We need a pick-me-up. Amid the vandalizing of Palmyra, the imminent extinction of the northern white rhino, the disarray threatening Europe's most ambitious attempt ever at peaceful unification — amid plague and pestilence and, by God, coming off Shark Week — where can humanity turn for uplift?
Meet New Horizons, arriving at Pluto on July 14. Small and light, the fastest spacecraft ever launched, it left Earth with such velocity that it shot past our moon in nine hours. A speeding bullet the size of a Steinway, it has flown 9½ years to the outer edges of the solar system.
To Pluto, the now-demoted "dwarf planet" that lives beyond the Original Eight in the far distant "third zone" of the solar system — the Kuiper belt, an unimaginably huge ring of rocks and ice and sundry debris where the dwarf is king.
After 3 billion miles, New Horizons will, on Tuesday, shoot right through Pluto's mini-planetary system of five moons, the magnificently named Charon, Styx, Nix, Hydra and Kerberos.
Why through? Because, while the other planets lie on roughly the same plane, Pluto and its moon system stick up at an angle to that plane like a giant archery target. New Horizons gets one pass, going straight by the bull's-eye. No orbiting around, no lingering for months or even years to photograph and study.
No mulligans. And no navigating. Can't do that when it takes 4½ hours for a message from Earth to arrive. This is a preprogrammed, single-take, nine-day deal.

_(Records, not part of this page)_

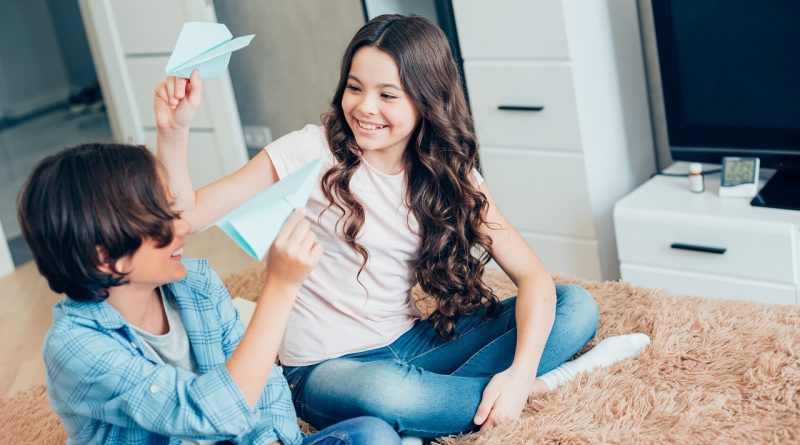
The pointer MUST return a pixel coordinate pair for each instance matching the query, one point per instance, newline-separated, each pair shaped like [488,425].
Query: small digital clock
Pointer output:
[739,177]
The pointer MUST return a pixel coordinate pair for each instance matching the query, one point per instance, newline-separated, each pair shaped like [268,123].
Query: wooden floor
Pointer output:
[26,300]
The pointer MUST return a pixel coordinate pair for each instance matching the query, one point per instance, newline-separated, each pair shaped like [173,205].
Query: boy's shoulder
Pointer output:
[201,289]
[200,277]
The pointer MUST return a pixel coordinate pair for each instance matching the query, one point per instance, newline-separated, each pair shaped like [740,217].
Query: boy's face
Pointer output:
[153,266]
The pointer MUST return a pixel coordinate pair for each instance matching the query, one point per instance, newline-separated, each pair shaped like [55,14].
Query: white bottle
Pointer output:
[696,177]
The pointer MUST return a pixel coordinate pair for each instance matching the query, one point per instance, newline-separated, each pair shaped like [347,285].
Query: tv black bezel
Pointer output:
[777,148]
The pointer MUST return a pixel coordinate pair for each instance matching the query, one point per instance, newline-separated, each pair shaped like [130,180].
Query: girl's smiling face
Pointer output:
[380,114]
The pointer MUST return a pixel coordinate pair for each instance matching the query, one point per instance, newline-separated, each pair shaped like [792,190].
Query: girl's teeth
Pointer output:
[369,126]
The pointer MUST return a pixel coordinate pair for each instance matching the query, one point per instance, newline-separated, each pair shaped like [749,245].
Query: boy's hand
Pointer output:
[177,101]
[294,253]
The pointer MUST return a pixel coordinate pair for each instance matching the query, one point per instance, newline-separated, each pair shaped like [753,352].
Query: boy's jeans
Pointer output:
[429,387]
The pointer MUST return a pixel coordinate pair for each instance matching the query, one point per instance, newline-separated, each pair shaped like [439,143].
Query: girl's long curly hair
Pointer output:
[439,161]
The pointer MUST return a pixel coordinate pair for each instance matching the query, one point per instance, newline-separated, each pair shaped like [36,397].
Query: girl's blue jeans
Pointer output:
[425,386]
[358,431]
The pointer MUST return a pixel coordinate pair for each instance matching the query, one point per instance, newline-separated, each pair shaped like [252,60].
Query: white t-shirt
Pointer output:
[333,315]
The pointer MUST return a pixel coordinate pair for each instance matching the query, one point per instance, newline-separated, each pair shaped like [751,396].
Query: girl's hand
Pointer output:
[503,399]
[294,253]
[177,101]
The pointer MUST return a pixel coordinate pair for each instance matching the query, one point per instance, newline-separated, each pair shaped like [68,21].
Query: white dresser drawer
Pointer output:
[511,29]
[711,286]
[745,249]
[516,179]
[493,86]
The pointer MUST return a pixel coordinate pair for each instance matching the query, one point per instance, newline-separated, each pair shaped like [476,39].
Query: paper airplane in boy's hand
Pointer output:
[255,224]
[205,46]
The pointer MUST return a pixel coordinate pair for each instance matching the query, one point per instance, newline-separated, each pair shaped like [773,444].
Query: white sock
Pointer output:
[411,440]
[609,351]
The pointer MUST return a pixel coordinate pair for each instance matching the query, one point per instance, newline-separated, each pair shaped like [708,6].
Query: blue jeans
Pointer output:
[425,386]
[358,431]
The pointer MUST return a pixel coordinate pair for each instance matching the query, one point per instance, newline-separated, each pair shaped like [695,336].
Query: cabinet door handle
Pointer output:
[520,107]
[697,248]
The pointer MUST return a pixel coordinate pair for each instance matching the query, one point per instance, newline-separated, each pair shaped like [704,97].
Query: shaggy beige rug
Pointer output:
[716,372]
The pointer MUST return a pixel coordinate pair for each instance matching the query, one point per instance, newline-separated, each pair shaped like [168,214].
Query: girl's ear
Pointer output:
[102,256]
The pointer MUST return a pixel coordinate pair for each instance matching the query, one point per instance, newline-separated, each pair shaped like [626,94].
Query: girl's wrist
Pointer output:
[172,132]
[277,286]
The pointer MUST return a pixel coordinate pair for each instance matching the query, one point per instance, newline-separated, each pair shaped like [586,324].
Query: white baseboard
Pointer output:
[34,102]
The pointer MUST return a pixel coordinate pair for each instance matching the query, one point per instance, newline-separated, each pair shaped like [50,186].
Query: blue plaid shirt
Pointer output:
[107,387]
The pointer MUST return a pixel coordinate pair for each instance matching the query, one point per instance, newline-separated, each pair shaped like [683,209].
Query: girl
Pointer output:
[400,202]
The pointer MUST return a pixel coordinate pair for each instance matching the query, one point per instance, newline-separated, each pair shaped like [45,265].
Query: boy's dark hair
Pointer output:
[93,204]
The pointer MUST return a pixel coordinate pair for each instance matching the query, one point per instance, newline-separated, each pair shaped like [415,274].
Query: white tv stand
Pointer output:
[751,253]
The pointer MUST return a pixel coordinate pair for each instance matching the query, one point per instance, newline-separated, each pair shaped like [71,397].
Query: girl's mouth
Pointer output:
[369,127]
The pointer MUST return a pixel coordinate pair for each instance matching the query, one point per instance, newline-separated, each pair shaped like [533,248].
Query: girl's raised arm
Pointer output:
[176,103]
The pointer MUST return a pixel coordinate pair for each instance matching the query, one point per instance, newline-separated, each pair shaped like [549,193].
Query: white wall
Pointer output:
[33,74]
[287,76]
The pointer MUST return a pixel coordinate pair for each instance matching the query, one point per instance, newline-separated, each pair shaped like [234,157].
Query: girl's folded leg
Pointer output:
[359,431]
[574,325]
[413,401]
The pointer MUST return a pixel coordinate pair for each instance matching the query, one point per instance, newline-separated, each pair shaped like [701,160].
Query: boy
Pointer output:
[148,347]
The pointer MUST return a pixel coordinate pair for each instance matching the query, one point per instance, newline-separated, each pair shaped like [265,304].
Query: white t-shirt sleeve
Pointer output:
[478,177]
[296,149]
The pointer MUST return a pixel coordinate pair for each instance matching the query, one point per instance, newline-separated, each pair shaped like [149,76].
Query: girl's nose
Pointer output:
[369,104]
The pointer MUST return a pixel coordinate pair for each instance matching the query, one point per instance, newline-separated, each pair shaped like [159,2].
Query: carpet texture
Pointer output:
[715,372]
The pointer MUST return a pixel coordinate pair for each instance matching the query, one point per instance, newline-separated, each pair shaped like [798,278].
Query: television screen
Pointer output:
[731,78]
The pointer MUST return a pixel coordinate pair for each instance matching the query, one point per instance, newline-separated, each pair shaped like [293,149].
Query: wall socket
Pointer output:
[257,136]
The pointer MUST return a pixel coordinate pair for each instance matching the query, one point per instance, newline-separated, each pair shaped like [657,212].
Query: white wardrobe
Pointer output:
[557,91]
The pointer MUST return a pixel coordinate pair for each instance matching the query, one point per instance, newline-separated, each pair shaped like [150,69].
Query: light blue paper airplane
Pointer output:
[205,46]
[255,224]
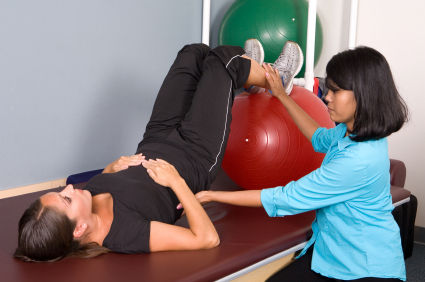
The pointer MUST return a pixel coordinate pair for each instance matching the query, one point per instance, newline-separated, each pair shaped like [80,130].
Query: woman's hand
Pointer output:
[202,197]
[162,172]
[124,162]
[275,81]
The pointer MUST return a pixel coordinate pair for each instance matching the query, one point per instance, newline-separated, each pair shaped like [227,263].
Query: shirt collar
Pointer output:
[344,141]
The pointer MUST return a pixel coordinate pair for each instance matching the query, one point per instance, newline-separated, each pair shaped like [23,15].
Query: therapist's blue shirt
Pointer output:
[354,233]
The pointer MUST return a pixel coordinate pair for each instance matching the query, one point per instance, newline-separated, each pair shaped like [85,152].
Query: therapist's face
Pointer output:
[342,106]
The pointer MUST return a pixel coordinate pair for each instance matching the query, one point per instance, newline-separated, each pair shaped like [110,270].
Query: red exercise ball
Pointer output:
[265,147]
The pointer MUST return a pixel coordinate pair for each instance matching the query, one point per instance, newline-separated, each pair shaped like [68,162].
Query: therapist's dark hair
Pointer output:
[380,109]
[46,234]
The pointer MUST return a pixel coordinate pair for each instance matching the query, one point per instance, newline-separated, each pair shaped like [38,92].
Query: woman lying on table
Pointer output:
[128,208]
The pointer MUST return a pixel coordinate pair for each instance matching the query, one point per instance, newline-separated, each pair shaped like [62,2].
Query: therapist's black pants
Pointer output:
[193,106]
[300,271]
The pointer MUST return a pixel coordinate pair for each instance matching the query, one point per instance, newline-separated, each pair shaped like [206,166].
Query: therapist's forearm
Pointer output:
[247,198]
[305,123]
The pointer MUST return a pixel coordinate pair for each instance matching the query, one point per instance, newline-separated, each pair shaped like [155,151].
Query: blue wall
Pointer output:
[78,79]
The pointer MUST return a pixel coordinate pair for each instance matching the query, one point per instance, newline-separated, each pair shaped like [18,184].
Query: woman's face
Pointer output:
[75,203]
[342,106]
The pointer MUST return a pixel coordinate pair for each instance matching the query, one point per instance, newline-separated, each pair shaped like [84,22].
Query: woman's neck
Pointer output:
[101,220]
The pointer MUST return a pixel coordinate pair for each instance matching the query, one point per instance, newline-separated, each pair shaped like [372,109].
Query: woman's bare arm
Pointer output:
[201,233]
[246,198]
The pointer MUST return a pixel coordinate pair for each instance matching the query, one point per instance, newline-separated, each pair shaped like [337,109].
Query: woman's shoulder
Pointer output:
[371,154]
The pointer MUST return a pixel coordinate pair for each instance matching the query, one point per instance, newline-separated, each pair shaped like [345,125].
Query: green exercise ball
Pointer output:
[272,22]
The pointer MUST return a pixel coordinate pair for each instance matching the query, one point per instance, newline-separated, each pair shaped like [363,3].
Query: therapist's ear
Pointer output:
[79,230]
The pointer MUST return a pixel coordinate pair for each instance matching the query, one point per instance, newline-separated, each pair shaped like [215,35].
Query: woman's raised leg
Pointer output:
[175,95]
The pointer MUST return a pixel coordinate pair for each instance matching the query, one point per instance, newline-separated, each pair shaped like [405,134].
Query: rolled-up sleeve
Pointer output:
[331,183]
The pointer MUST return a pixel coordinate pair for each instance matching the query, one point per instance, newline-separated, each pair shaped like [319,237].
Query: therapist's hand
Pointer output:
[124,162]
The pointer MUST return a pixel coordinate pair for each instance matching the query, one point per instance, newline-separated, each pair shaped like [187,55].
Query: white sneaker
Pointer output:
[289,64]
[254,50]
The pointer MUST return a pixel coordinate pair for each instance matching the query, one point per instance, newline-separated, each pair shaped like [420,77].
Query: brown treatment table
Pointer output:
[249,239]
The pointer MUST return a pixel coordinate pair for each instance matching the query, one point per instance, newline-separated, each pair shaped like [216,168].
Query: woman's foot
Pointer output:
[289,64]
[254,50]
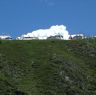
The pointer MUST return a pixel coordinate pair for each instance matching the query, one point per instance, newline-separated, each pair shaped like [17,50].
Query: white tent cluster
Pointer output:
[53,31]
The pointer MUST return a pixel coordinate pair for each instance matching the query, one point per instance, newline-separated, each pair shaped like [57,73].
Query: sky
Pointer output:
[19,17]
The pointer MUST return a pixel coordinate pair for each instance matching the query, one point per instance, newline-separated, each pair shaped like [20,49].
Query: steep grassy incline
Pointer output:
[50,67]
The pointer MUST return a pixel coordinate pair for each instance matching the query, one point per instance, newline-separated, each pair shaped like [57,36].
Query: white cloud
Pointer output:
[52,31]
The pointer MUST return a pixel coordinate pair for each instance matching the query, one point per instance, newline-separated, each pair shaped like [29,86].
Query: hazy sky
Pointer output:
[21,16]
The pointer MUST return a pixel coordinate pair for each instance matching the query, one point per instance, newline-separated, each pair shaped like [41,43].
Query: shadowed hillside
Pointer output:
[48,67]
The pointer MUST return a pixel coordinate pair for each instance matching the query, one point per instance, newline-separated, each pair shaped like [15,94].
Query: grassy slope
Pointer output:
[48,67]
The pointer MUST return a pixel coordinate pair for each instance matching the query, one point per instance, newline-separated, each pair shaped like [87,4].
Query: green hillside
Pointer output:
[48,67]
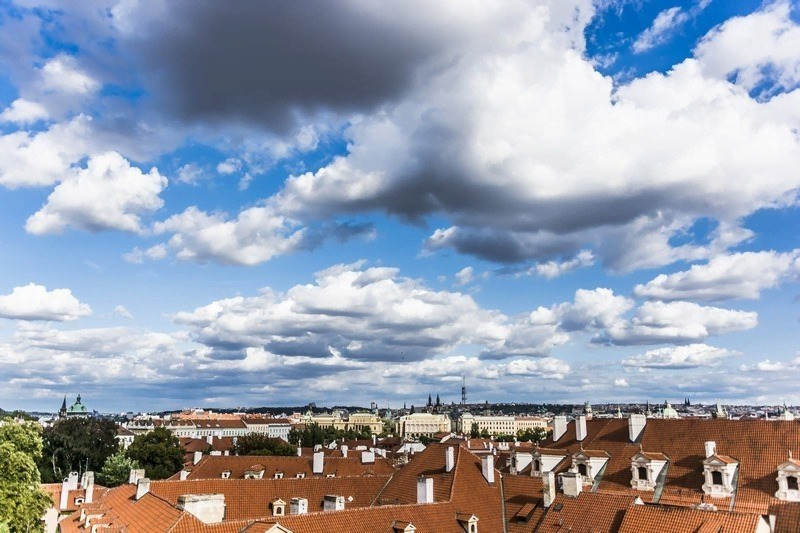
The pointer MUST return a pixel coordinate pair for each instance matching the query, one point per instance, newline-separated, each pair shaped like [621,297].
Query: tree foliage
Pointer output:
[158,452]
[22,503]
[261,444]
[116,469]
[76,445]
[314,434]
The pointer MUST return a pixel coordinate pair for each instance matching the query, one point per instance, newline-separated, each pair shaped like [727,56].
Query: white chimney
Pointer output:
[142,487]
[572,482]
[425,489]
[487,466]
[88,486]
[559,427]
[580,427]
[298,506]
[711,448]
[319,463]
[636,424]
[208,508]
[548,488]
[333,503]
[135,475]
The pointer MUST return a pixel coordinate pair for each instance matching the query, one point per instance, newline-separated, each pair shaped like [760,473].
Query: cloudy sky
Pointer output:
[242,204]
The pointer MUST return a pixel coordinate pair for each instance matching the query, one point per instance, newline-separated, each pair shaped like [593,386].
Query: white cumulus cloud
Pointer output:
[35,302]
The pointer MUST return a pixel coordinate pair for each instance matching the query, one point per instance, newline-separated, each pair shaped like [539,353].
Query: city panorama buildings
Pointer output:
[601,475]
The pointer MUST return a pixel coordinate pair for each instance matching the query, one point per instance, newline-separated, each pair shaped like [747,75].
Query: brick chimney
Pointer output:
[559,427]
[142,487]
[487,467]
[449,458]
[636,425]
[425,489]
[319,463]
[580,427]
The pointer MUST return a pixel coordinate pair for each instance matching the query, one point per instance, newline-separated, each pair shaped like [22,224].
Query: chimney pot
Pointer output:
[425,489]
[142,487]
[319,463]
[487,468]
[580,428]
[559,427]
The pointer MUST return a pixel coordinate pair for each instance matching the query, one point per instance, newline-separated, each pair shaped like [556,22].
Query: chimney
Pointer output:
[319,463]
[298,506]
[87,483]
[580,427]
[135,475]
[548,488]
[636,424]
[208,508]
[559,427]
[487,467]
[572,483]
[425,489]
[142,487]
[333,503]
[711,448]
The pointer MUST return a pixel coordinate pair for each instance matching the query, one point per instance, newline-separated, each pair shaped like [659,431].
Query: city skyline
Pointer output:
[259,204]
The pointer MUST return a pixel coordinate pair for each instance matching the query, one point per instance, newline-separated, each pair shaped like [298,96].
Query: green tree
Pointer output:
[261,444]
[22,503]
[159,452]
[116,469]
[76,445]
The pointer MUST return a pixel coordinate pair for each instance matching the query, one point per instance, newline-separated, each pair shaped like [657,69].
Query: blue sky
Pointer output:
[216,204]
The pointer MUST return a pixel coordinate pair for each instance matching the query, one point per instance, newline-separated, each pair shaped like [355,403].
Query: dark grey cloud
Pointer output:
[271,62]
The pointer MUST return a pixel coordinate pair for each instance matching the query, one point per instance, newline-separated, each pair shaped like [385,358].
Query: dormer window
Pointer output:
[789,481]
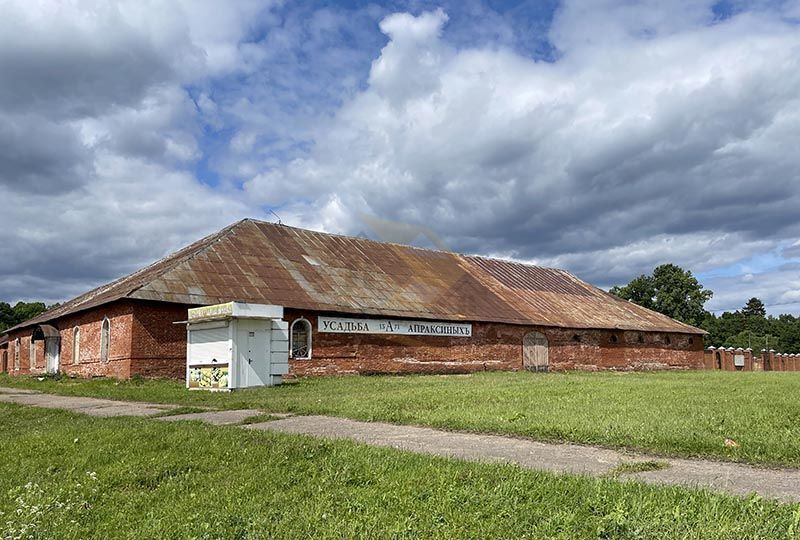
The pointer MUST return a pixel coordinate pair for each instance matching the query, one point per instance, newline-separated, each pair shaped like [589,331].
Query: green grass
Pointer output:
[69,476]
[668,413]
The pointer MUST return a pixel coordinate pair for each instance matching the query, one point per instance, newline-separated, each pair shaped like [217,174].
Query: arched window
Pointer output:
[300,339]
[32,352]
[76,345]
[105,339]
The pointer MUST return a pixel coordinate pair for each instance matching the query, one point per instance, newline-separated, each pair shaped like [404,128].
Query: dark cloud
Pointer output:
[40,157]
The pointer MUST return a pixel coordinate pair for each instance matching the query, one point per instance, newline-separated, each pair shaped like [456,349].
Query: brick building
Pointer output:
[354,306]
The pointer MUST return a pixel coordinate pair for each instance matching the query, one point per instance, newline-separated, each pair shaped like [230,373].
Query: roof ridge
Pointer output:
[202,245]
[408,246]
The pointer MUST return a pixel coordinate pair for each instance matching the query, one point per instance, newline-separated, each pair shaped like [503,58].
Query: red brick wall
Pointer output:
[90,322]
[492,347]
[159,346]
[144,341]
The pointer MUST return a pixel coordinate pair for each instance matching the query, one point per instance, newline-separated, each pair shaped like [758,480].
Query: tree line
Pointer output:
[675,292]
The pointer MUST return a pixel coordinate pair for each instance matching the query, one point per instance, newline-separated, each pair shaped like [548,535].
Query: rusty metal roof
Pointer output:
[255,261]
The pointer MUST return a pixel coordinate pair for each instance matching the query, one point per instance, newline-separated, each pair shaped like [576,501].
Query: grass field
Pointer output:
[686,414]
[69,476]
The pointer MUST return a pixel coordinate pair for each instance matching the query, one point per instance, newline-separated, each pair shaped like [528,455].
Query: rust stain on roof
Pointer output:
[255,261]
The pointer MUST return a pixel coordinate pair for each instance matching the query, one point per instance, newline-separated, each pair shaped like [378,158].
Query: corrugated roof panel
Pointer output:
[266,263]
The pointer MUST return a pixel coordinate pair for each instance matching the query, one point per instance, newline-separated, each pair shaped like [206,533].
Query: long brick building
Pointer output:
[354,306]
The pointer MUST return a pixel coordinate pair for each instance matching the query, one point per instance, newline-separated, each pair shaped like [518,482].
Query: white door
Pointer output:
[534,352]
[52,350]
[253,353]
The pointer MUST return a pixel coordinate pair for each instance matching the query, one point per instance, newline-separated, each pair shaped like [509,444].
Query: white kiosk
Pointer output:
[236,345]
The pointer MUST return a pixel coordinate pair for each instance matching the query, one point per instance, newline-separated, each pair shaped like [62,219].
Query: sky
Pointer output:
[603,137]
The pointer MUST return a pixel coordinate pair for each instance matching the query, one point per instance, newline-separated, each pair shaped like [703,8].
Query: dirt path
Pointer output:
[733,478]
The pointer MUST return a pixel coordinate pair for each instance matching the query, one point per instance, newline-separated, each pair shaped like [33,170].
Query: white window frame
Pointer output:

For what? First, for the science, the coming avalanche of new knowledge. Remember: We didn't even know there was a Pluto until 85 years ago when astronomer Clyde Tombaugh found a strange tiny dot moving across the star field.
Today, we still know practically nothing. In fact, two of the five moons were not discovered until after New Horizons was launched. And yet this week we will see an entirely new world come to life. "We're not planning to rewrite any textbooks," said principal investigator Alan Stern in a splendid New York Times documentary on the mission. "We're planning to write them from scratch."